Egyptians initially placed the body in a pit in the desert without a coffin and the salty sands dried up the body and preserved it as it was, according to Yang and a booklet provided by the exhibition.
However, Egyptians came to build tombs with bricks and stones and realized that the body started decaying after being placed in such tombs. So, they began developing ways to preserve the body, resulting in methods of mummification.
The organs were removed from thorax and abdomen within the first few days and were put in canopic jars. It took at least 30 to 40 days to properly dry the body inside and out by means of natron salts, a mixture of sodium carbonate and other chemicals.
The body was wrapped in linen after desiccation and the application of resin. The linen wrapping formed distinct layers and the resin adhesives were poured onto it at various stages. The resin on the linen embalmed and fastened the wrapping. Then, the body was wrapped with bandages and plaster was applied before the surface was elaborately painted. Then the body was laid in an inner coffin, which was then placed in an outer coffin, as shown in the exhibition.
All the mummies and artifacts in the exhibition are on loan from the Hapsburgs’ Egyptian Collection at the Kunst-historisches Museum in Vienna.
The exhibition was arranged by the directors of the National Museum of Korea and those in Austria, and this is the first time the mummies in this collection have travelled outside Europe, according to Dr. Reginal Hoelzl, director of the museum’s Egyptian and Near Eastern department.
The Egyptian collection in the museum is the fourth biggest in Europe after those in Berlin, London and Paris, Hoelzl said.
Four human mummies as well as a mummified crocodile, cat, ibis and falcon are on display, too. “The Mummy of Neskhonsu,” which was produced around the seventh century B.C.E., is particularly noteworthy. It’s a woman named Neskhonsu buried between the ages of 25 and 35.
The mummy is still wrapped with bandages but through computerized tomography, two baby mummies were found between the legs of the woman. The babies are assumed to be twins who died before or after birth. The babies were wrapped in layers of bandages together with their mother.

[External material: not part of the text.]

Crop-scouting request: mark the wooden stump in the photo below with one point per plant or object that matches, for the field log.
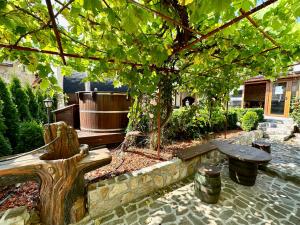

“We don’t undo the wrapping anymore because we can see what’s inside through X-rays,” Hoelzl said. “But in the past they used to open up the bandages in Europe and America. The unwrapping was a big event and people gathered to watch it. After that, they put the bandages back again.”
The artifacts are only part of the 15,000 artifacts at the museum in Vienna. They were collected over many years. The Hapsburg family started collecting Egyptian artifacts in 16th century but the collection remained small.
The Egyptian collection was expanded through gifts and acquisitions, most significantly by objects purchased in Egypt in 1821 by the physician Ernst August Burghart. Most of the additions in the early 20th century were made on archaeological digs in Egypt and in the south of Egypt by the Austrian Academy of Sciences.
“Egypt, The Great Civilization” at the National Museum of Korea continues through Aug. 30. Hours are 9 a.m. to 6 p.m. on Tuesdays, Thursdays and Fridays; to 9 p.m. on Wednesdays and Saturdays; and to 7 p.m. on Sundays and public holidays. English audio guides are available. Admission costs 4,000 won ($2.90) to 10,000 won.